王大总管一个眼神都没给这对师徒俩,只是护着许令绒走了。
但是工画局的马车仍旧停在原地。
马车和马车之间的行驶速度和距离,以及位置排布都是一早就定好的,行驶中间自然也会有人员变动,偶有停滞也正常。
可如果再耽搁下去,那很快就会被人注意到工画局这里出了纰漏。
王多全和许令绒走了,但跟在王多全身后的人小郎君却没走。
黄老打量此人,穿着铁甲,玉面冷脸,气质不像寻常人。
“这位……”黄老刚要说话,就看见他扭头吩咐驾车太监:“继续。”
“是。”
小太监催动呼声,马儿立刻启程。
甲十三轻盈地跳上了马车。
黄老和云舟不由得往后躲了躲。
此人气势看着实在惊人,腰间还佩戴了金色玉牌,原是禁军护卫。
“护卫大人……”
“掌嘴五十,是我来,还是你们自己来。”
“什么?!”二人瞠目结舌。
甲十三心中掂量了一下,转向云舟:“你八十。”
云舟面上浮现怒气:“凭什么?!”
“啪!!!!”
甲十三一巴掌,哪里是云舟这种脆皮书生能顶得住的,直接在车厢里翻了个滚。
脸颊瞬间涨得老高,血丝流淌到了袖口。
黄老面色也发白,甲十三淡淡地道:“冒犯贵人,没要你们的命已经是开恩,还是说,你们想要被拉出去受刑?”
贵人?
那个许令绒?
黄老后悔,他居然也有踢到铁板的时候。
确实试探出来了不是普通人,却不知到底是谁,竟然会那么硬气。
王多全都对她卑躬屈膝……不不不,不可能。
那条暴君怎么可能会喜欢上一个女人呢?
黄老暗暗藏起眼中的恨意,一巴掌一巴掌打在了自己的脸上。
今日之耻辱,他势必铭记在心!!
许令绒完全忘记了这件小插曲。
就是当插班生然后被原来班上的同学嫌弃加造谣了。
许令绒本来想告状的,但还是觉得这只是个小事。
谢拦鹤的马车在队伍最后方。
外面就全是禁卫。
许令绒还看见了骑在马上负责殿后的宋大统领。
之前还不懂一个禁军首领为何对容斜月这么客气,原来容斜月也是半个皇帝。
说起来。
许令绒还没见过皇帝呢。
许令绒忽然对宋统领行了个礼。
宋统领一愣。
许令绒却迈着步子上前:“统领怎么不去保护皇上?”
宋沉下意识看了眼跟前的马车。
许令绒眼睛微微瞪大:“嗯?”
“皇上车马在最前,”宋沉指了指方向:“那里有禁卫军护卫,我负责后方安防。

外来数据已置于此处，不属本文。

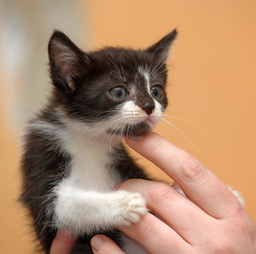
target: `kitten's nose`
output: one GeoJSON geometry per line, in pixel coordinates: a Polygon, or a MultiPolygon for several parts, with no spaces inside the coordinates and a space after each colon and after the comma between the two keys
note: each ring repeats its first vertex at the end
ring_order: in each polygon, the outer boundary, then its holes
{"type": "Polygon", "coordinates": [[[143,107],[143,110],[149,116],[154,109],[154,104],[146,102],[143,107]]]}

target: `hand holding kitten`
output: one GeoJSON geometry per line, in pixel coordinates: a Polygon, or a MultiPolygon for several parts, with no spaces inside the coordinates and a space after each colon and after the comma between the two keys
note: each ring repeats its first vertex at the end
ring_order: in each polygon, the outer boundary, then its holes
{"type": "MultiPolygon", "coordinates": [[[[150,253],[255,253],[255,226],[237,199],[201,162],[154,133],[128,143],[172,176],[188,198],[163,183],[125,182],[119,188],[141,193],[161,220],[147,213],[138,223],[120,228],[122,232],[150,253]]],[[[61,240],[55,240],[52,254],[60,253],[56,246],[61,240]]],[[[91,244],[95,253],[124,253],[103,235],[95,236],[91,244]]],[[[71,245],[62,240],[62,247],[71,245]]]]}

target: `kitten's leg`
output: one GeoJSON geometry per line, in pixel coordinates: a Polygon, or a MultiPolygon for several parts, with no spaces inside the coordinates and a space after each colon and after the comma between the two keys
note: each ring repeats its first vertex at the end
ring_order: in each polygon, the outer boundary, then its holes
{"type": "Polygon", "coordinates": [[[99,193],[62,184],[55,193],[56,226],[75,234],[130,226],[148,211],[140,193],[124,190],[99,193]]]}

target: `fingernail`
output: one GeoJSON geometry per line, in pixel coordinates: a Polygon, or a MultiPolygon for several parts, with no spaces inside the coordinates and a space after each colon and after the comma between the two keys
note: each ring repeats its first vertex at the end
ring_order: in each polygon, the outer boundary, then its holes
{"type": "Polygon", "coordinates": [[[138,141],[143,138],[143,136],[131,136],[131,139],[135,141],[138,141]]]}
{"type": "Polygon", "coordinates": [[[61,234],[62,234],[62,231],[61,230],[58,230],[55,238],[59,238],[61,234]]]}
{"type": "Polygon", "coordinates": [[[103,245],[103,240],[100,236],[95,236],[90,240],[92,249],[96,251],[99,251],[103,245]]]}

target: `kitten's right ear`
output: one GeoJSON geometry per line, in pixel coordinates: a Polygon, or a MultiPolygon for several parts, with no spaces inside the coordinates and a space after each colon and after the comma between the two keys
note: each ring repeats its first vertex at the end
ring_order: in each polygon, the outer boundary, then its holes
{"type": "Polygon", "coordinates": [[[161,61],[165,62],[168,57],[168,51],[177,35],[176,29],[172,30],[170,33],[163,37],[160,41],[158,41],[154,45],[147,49],[147,51],[153,54],[154,57],[160,59],[161,61]]]}
{"type": "Polygon", "coordinates": [[[75,90],[77,81],[89,65],[89,56],[59,31],[55,31],[49,39],[48,54],[54,85],[66,93],[75,90]]]}

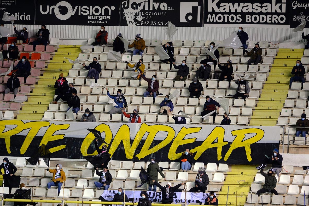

”
许令绒点点头,探着脑袋张望了眼。
一看就对皇帝的车驾很感兴趣。
宋沉有些意外,难不成许姑娘是发现不对了?
“在外面做什么?”淡淡的声音自马车中传出。
许令绒对着宋沉龇牙一笑,马上钻回了马车,声音没有畏惧,自然得很:“这不是回来了嘛。”
看来还是没有发现。
谢拦鹤的马车看着特别朴素。
许令绒爬上马车,老老实实地坐下:“怎么啦?”
谢拦鹤面无表情。
王多全马上打圆场。
“姑娘是好奇陛下车驾吗?”
许令绒:“对啊,不过,你怎么会在这里?你不用去伺候陛下吗?”
王多全愣住了。
谢拦鹤道:“来送点东西,现在可以回去了。”
王多全:“……诶嘿,是,是的。”
王多全麻溜地从马车上滚下去了。
谢拦鹤这才看向许令绒,伸出手:“到我这里来。”
“我不要,你干嘛用这种眼神看我?”
容斜月眼神和要吃人一样。
“你对我那个暴君兄长很感兴趣?”谢拦鹤直接将她拉进怀里。
许令绒动了动身体,想要挣脱,失败。
她干脆认命了,软萌萌地倒在他的身上:“我好奇你俩的区别。”
到底是容斜月的同胞兄弟,许令绒想看看残暴版本的什么样。
“不是说看见他了连我都害怕?”谢拦鹤目光鹰隼一样锁在她的脸上。
许令绒支支吾吾。
谢拦鹤的手掌掐紧了她的腰:“嗯?”
许令绒一下子面色通红,她直接在谢拦鹤怀里转了个一百八十度的圈,然后趁他没反应过来,爬到了马车另一端。
谢拦鹤:“……”
许令绒这一套动作,行云流水。
他冷笑:“这么会跑,干脆让你跑到除虞山。”
许令绒当做听不懂,回答了刚才的问题。
“我就是想看看,既然他是暴君,你们俩又是同样的脸,我能不能从外表将你们一眼分出来。”
谢拦鹤一怔:“什么?”
“都说气质会影响一个人的外表,他是不可能会像你一样,仪表翩翩,英俊潇洒的,你说是不是?”
许令绒拍马屁,想要让容斜月带自己去看看。
她也不知道自己为什么会从敬而远之变成好奇。
但是这是一次很好的机会。
秋祭就不用像是给皇帝请安一样去靠近,远远地看也成啊。
“你分辨不出来,”谢拦鹤道。
许令绒没想到,容斜月居然只是这么一瞬间的功夫,脸又臭了。
他重复了一遍:“天下没人能看得出来差别,包括你。”
许令绒一下子被激起了胜负欲:“怎么可能?!”
许令绒从小不知道见过多少双胞胎,她对人的气质很敏感,几乎介绍过一次马上就能区分身份。
“是吗?”
谢拦鹤嘴角勾起危险的弧度:“你输了要怎么办?嫁给我吗?”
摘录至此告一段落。